# Transformer models with Pytorch

[Attention is all you need](https://arxiv.org/abs/1706.03762) initially proposed the transformer architecture including new things such as attention mechanisms, optimized for text modeling.

Transformer models are the base enabling the creation of Large Language Models.

![image.png](attachment:image.png)

The transformer model arechitectures are composed of:
- Encoder block: composed of multiple identical blocks reading and processing the input sequence. It generates contet-rich numerical representations. It uses self-attention and feed-forward networks.
- Decoder block: does the inverse of the encoder block: generating an output sequence based on the encoded sequence.

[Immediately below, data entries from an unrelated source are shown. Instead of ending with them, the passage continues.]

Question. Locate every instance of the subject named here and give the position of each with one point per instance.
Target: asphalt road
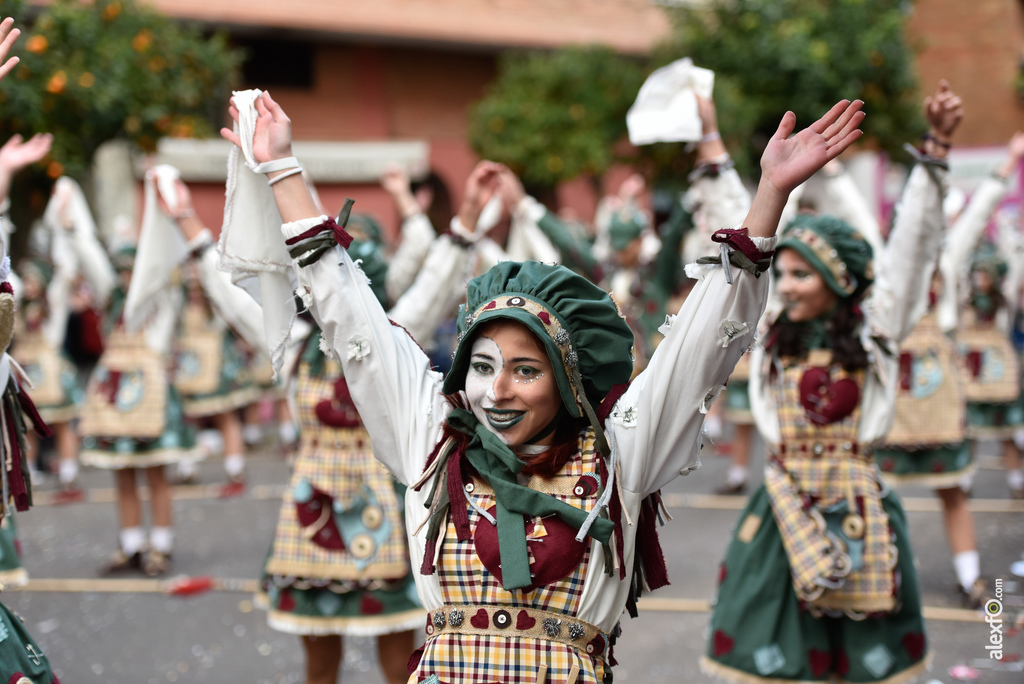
(99, 632)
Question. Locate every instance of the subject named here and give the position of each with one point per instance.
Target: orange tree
(554, 116)
(93, 71)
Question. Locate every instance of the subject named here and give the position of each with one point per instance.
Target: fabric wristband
(276, 165)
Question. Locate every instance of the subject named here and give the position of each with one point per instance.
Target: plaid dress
(992, 381)
(339, 561)
(818, 581)
(927, 442)
(503, 646)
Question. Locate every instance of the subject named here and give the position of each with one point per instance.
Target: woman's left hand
(272, 137)
(787, 162)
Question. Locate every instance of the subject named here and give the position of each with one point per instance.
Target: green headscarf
(835, 250)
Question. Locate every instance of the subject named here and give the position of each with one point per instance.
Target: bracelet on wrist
(929, 136)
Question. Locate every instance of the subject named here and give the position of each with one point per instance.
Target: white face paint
(480, 379)
(510, 385)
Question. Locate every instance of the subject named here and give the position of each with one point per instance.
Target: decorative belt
(511, 622)
(812, 447)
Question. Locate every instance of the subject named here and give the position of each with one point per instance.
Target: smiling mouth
(504, 419)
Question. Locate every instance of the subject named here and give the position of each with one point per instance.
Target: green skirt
(737, 402)
(938, 467)
(19, 656)
(11, 571)
(176, 443)
(994, 421)
(761, 633)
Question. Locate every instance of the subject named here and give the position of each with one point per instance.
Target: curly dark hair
(843, 328)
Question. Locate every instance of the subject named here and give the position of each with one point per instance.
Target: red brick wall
(976, 46)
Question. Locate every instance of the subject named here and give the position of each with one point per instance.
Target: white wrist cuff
(276, 165)
(290, 172)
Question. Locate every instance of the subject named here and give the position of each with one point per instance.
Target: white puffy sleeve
(397, 394)
(232, 304)
(903, 273)
(656, 424)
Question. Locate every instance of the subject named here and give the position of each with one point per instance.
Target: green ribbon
(496, 463)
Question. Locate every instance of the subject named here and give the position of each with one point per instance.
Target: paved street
(132, 632)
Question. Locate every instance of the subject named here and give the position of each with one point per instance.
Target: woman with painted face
(534, 442)
(818, 582)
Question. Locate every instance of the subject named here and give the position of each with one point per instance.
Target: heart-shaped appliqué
(826, 400)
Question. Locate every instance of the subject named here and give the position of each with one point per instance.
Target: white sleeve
(903, 273)
(398, 396)
(425, 304)
(58, 290)
(724, 199)
(94, 265)
(243, 314)
(417, 234)
(161, 325)
(656, 424)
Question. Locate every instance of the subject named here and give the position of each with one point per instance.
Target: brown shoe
(976, 596)
(727, 489)
(156, 563)
(122, 563)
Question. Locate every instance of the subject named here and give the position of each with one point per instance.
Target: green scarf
(496, 463)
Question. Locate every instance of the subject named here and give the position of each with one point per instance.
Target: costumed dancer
(541, 434)
(20, 657)
(213, 373)
(339, 563)
(39, 344)
(132, 420)
(818, 582)
(927, 444)
(991, 365)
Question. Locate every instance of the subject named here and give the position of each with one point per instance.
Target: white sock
(132, 540)
(287, 432)
(235, 464)
(252, 433)
(69, 470)
(186, 468)
(968, 567)
(714, 426)
(162, 539)
(736, 475)
(210, 442)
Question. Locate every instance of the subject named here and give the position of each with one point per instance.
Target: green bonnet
(835, 250)
(585, 336)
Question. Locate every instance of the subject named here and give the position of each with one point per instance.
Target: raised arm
(231, 303)
(899, 296)
(392, 385)
(417, 233)
(658, 419)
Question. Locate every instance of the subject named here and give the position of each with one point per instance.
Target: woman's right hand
(272, 138)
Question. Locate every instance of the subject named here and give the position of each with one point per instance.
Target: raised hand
(787, 162)
(480, 186)
(8, 34)
(944, 110)
(272, 138)
(17, 154)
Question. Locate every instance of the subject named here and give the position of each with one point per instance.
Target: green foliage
(91, 72)
(554, 116)
(805, 55)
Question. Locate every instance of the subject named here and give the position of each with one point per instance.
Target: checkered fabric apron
(930, 397)
(818, 469)
(990, 366)
(338, 461)
(509, 651)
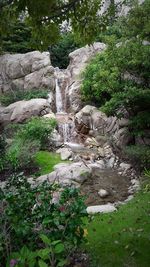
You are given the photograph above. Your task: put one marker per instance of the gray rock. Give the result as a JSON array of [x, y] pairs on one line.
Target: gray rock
[[110, 163], [67, 174], [101, 209], [103, 193], [26, 71], [125, 166], [65, 153], [23, 110]]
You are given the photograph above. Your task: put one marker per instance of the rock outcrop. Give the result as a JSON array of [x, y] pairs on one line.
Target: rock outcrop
[[23, 110], [93, 122], [26, 71], [78, 62]]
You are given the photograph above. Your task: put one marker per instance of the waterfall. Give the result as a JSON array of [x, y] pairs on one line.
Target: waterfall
[[65, 121], [59, 102]]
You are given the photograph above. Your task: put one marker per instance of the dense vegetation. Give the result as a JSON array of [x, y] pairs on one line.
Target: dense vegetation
[[26, 140], [118, 79], [43, 225], [35, 229], [46, 17]]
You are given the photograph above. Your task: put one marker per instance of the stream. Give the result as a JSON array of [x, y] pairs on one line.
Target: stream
[[117, 184]]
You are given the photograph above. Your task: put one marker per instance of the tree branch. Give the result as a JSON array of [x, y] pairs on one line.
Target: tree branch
[[62, 10]]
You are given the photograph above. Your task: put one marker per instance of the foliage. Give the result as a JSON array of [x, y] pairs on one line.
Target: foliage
[[46, 16], [8, 98], [2, 152], [30, 138], [46, 161], [139, 154], [123, 235], [20, 154], [29, 211], [119, 77], [19, 40], [60, 51], [53, 253]]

**Positional encoding** is key to both encoder and decoder. It allows to process data simulatenously by encoding the position of each token in the sequence.

**Attention mechanisms** are focusend on the important tokens and their relationships and improves the quality of the generated text.

**Self attention** is a type of attention mechanism that asigns a weight to each token in the sequence simulaneously, capturing long range dependencies.

**Multi-head attention** is another type of attention mechanism. It extends self attention by splitting input into multiple heads to focus into different aspects of the input sequence in parallel. Heads capture distinct patterns leading to richer representations.

**Position-wise feed-forward networks** are simple NNs that apply transformations to each token independently.

In [None]:
from torch import nn

model = nn.Transformer(
    d_model = 512,
    nhead=8,
    num_encoder_layers=6,
    num_decoder_layers=6,
)

print(model)

- d_model: dimensionality of model inputs 
- nhead: number of attention heads
- num_encoder_layers: Numer of encoder layers
- num_decoder_layers: Numer of decoder layers


## Embedding and positional encoding

The transformer architecture starts with **embedding** sequences as vectors, and then **encoding** each token's position in the sequence so that tokens can be processed in parallel.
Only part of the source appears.